Şehre göçün ardından toplumcu gerçekçi edebiyat da kendini şehre taşır. Bununla eşzamanlı olarak şehrin sokakları ve yalnız bireyin hikayesi edebiyatın malzemesi olur. Türk edebiyatında şehrin sokaklarında yürüyen birey belki de ilk defa Necip Fazıl Kısakürek’in “Kaldırımlar” şiirinde görünür. Sait Faik’in “Lüzumsuz Adam” hikayesinden İkinci Yeni’nin modern şehirle baş etmeye çalışan modernist şiirine uzanan bir yelpazede ise 1950’lerden itibaren değişen şehir hayatının izlerini edebiyatta da bulmak mümkündür. Bu derste önce toplumcu gerçekçiliğin şehre taşınması ele alınacak ardından da birbirinden çok farklıymış gibi görünen iki roman Ahmet Hamdi Tanpınar’ın Huzur’u ve Yusuf Atılgan’ın Aylak Adam’ı merkeze konarak kurmaca ve şiirde modern bireyin şehirle kurduğu ilişki sorunsallaştırılacaktır.
İkinci Dünya Savaşı sonrası dönemde siyasi açıdan yeni bir dünya düzeni kurulurken küresel ölçekte dünya ekonomisi ve ulusal ekonomiler yeniden yapılandı. Türkiye’de ulusal kalkınmacılık ve sanayileşme modeli etrafında örgütlenen bu ekonomik ve siyasi dönüşümler beraberinde önemli kültürel ve sosyal değişimleri getirdi. Bu derste orta sınıflaşma, köyden kente göç, yeni tüketim alışkanlıkları gibi konuları tartışarak ulusal kalkınmacı dönemi ve toplumsal sonuçlarını anlamaya çalışacağız.
Bu derste Türkçe edebiyatta “yüksek modernizm” olarak tanımlanabilecek kurmaca metinler incelenecektir. 1940’larda Ahmet Hamdi Tanpınar ile başlayan ancak uzun yıllar hâkim toplumcu gerçekçi edebiyat anlayışının gölgesinde kalan modernist kurmacanın önde gelen yazarlarının (Oğuz Atay, Yusuf Atılgan, Leyla Erbil, Sevim Burak ve Vüs’at O. Bener gibi) eserlerine değinilerek bu yapıtlarda modernist kurmacanın biçimsel (bilinç akışı, parçalanmış kurgu, deneysellik, metinlerarasılık vs.) ve tematik (yabancılaşma, merkezden kopuş, iktidarı “öteki”ne bırakma, işlevsiz birey vs.) özelliklerinin izleri sürülecektir.
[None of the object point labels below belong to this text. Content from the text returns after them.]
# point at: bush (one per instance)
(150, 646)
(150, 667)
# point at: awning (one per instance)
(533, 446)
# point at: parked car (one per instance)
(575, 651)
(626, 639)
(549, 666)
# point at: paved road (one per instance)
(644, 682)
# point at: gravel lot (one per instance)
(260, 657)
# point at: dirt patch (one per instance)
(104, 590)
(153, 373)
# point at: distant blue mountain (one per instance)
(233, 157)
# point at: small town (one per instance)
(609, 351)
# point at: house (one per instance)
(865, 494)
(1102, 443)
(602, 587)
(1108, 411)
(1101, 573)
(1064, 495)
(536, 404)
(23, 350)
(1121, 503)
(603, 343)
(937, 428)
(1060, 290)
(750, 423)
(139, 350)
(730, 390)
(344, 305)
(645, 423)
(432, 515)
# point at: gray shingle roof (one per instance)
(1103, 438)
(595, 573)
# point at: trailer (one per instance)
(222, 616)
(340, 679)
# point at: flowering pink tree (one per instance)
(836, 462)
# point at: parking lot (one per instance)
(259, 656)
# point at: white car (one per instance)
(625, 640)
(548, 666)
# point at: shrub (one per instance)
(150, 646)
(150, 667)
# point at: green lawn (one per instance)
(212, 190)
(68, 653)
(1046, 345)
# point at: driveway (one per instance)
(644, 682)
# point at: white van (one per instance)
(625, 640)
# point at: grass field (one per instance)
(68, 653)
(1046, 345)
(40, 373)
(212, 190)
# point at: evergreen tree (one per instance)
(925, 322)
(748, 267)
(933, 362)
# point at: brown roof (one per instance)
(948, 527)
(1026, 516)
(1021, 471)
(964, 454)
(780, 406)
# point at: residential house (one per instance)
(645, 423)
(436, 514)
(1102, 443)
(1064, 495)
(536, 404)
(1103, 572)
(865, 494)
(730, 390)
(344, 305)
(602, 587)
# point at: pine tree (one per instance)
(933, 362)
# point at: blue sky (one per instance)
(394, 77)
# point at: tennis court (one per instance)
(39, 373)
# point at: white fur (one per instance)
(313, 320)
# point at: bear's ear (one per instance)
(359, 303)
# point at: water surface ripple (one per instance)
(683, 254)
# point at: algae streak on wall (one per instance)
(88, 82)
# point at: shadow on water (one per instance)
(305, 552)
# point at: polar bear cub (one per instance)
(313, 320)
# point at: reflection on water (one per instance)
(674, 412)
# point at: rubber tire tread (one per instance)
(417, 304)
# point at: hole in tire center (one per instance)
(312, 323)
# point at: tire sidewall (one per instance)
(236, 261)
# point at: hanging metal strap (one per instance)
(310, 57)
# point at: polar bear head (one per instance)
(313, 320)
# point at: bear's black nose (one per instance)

Devletin ekonomiye müdahalesini benimseyen ulusal kalkınmacı ve refah devleti rejimlerinin 1970’lerde küresel ölçekte krize girmesi 1980 sonrasında dünya ekonomisinin küresel ölçekte yeniden yapılanmasıyla sonuçlandı. 12 Eylül darbesini ve ardından kurulan ve günümüzde neoliberalizm olarak adlandırılan bu ekonomik ve siyasi rejimi, küresel dönüşümün içine oturtarak anlayacağımız bu derste neoliberal rejimin temel prensiplerini tartışacağız.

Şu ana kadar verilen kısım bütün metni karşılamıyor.